Wednesday, November 5, 2008

Today, after a month of class, we finally learned past tense. It feels wonderful to actually have the tools to express myself. Words. They are all written down in my notebook. They haven't even become familiar tools yet. I just know that if I go over them they will become mine. When I was 15 years old I participated in a foreign exchange program. It wasn't really an exchange unless you consider money an exchange for a person. I spent a year in Spain, and a buttload of money was spent by me and my parents for that permission. Of course, looking back, I wouldn't change a thing. You might wonder how I got it in my 14 year old mind to actually do one of these things (foreign exchange programs). No one in my immediate family had really ever done this. My mom had travelled to Europe when she was young but it was a few months and she went all over not really staying long in one place. My father hitchiked across America and went to Vietnam. But that's it. No foreign languages, although my parents would argue that. Here are my parents' foreign language skills.

Father- "I can't tell if she's gordamente or not?" as he squinted at one of my mission companions in a photo.

Mother- "Fermey la boosh!" to us kids when we were being impertinent.

Anyway, I went with my mom to the Los Gatos library one evening. She would go there on a regular basis to stock up on her Regency romance books (which are supposed to be much tamer than the usual romance novel). She actually has a small, but very thick binder full of reviews she writes about them. The pages are yellowing and the ink is fading. I think she should post these reviews on a blog for us all to read. Here is a sample entry.

Arrogant but handsome Mr. X comes to Tipton to visit rich aunt. He meets his cousins' poor but beautiful governess and is smitten beyond his control. He is humbled as he tries to woo her. She inherits a mysterious fortune and they are able to be married, since he was about to be disinherited if he united himself with such low connections!

Sound familiar? Hmmmm. Well, they're all more or less the same.

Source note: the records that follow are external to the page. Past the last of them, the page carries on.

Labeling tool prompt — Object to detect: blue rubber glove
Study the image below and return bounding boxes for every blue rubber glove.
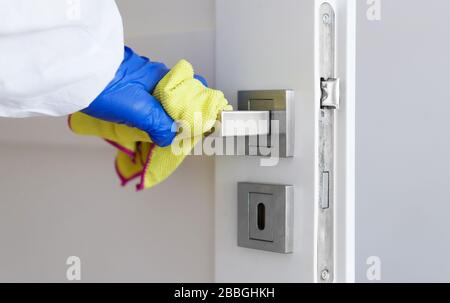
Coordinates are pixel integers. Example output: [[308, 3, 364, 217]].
[[82, 47, 207, 146]]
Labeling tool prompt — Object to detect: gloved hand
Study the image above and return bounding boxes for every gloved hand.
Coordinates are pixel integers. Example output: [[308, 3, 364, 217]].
[[82, 47, 207, 147]]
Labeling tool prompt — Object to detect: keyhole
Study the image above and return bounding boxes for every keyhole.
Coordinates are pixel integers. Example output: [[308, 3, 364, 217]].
[[257, 203, 266, 230]]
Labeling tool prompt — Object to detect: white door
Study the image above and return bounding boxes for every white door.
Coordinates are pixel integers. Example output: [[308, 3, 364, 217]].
[[215, 0, 355, 282]]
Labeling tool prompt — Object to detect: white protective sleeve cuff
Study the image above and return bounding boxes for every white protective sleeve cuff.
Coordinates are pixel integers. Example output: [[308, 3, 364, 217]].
[[0, 0, 124, 117]]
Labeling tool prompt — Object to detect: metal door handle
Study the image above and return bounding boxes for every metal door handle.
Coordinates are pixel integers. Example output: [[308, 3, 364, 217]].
[[220, 111, 270, 137], [214, 90, 295, 158]]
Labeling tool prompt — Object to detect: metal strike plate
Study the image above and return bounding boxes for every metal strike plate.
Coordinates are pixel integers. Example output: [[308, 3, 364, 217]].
[[238, 183, 294, 254]]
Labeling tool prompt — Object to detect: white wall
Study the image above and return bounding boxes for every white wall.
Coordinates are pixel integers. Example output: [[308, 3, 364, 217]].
[[0, 0, 214, 282], [356, 0, 450, 282]]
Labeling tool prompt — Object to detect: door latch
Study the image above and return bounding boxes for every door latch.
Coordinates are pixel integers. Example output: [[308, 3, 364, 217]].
[[320, 78, 340, 109]]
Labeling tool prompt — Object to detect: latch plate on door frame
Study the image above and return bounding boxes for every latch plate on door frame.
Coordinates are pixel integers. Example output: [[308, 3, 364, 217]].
[[317, 2, 340, 283]]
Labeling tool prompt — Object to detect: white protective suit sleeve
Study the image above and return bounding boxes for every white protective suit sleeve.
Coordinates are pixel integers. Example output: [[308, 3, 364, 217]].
[[0, 0, 124, 117]]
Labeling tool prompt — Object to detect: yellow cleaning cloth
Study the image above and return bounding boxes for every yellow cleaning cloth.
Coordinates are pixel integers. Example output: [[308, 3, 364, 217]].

Back to the story. So while she was getting her books I was wandering around the teen section. My eye caught this book about adventures abroad. It had all kinds of programs. Habitat for Humanity, Working on a cruise ship, Volunteers for Peace, Amigos de las Americas, and American Field Service which is the one I eventually chose. It was really expensive. My parents upon hearing the idea didn't really think I would persist. But I did. I saved up all my babysitting money. I saved over a thousand dollars over the course of a year to do this program. My parents generously went into debt to provide the rest. I'm sure they can see now that the investment was worth the initial price. It was almost 15 years ago that this happened. It was the first turning point of my life. I wasn't satisfied with my life at age 14. I hated going to school. I did well in school. I had friends from school that I hung out with after school, but I didn't like swarming around in my corresponding clique during school. It was sooooo uncomfortable to me. It wasn't a sure thing. In High School nothing is ever a sure thing. You never knew when you would be the target of everyone's laughter. For some reason that really scared me then. Now it seems so dumb, but because of my fear I never hung around with anyone during recesses. I would eat my lunch with my friends. There was strength in numbers right? Then I would leave the group and try to be as invisible as possible. Sure glad that's over. Anyway, this opportunity to go to Spain was my opportunity to be a different person. And I was. I was able to turn into a friendly outgoing girl. Learning Spanish just happened. When you're that young, with some basics, it can just happen. Now, in Turkey, it doesn't just happen. And that's why I love my class so much.


Aimee said...

On accident, I just read my first romance noveltitled Jane Millionaire. It was given to us during our farewell party in the U.S. right before moving here. I asked everyone to please bring a used book for our home library. Reading the book jacket, it sounded like a book that would equate to reading a reality T.V. show. Nope. It was page after page of the "heroine" lusting after the t.v. show producer. What did I learn? That I don't plan to ever read another romance. It was painful to get through. But I know lots of people love 'em. But not me. I wonder what I'll think of Twilight when Santa brings it to me this Christmas?

Hillary said...

How cool that you get to learn Turkish! And by the by, I love the anecdote about your mom and her romance novels--too funny!

Taranani said...

Hey Christine I thought you did foreign exchange because me and Clayton teased you so bad. I think you had a bad case of boredom too. By the way Christine can you get a good variety of Turkish coins and set them aside for your brother Cameron.

Sonja said...

This was such an enlightening post, Christine! I'm glad the Turkish is coming. The more I learn about your mom the more I like her. :)

I hope I will be as willing and open minded to sacrifice (or go in to debt) to provide a turning point for my kids when they ask.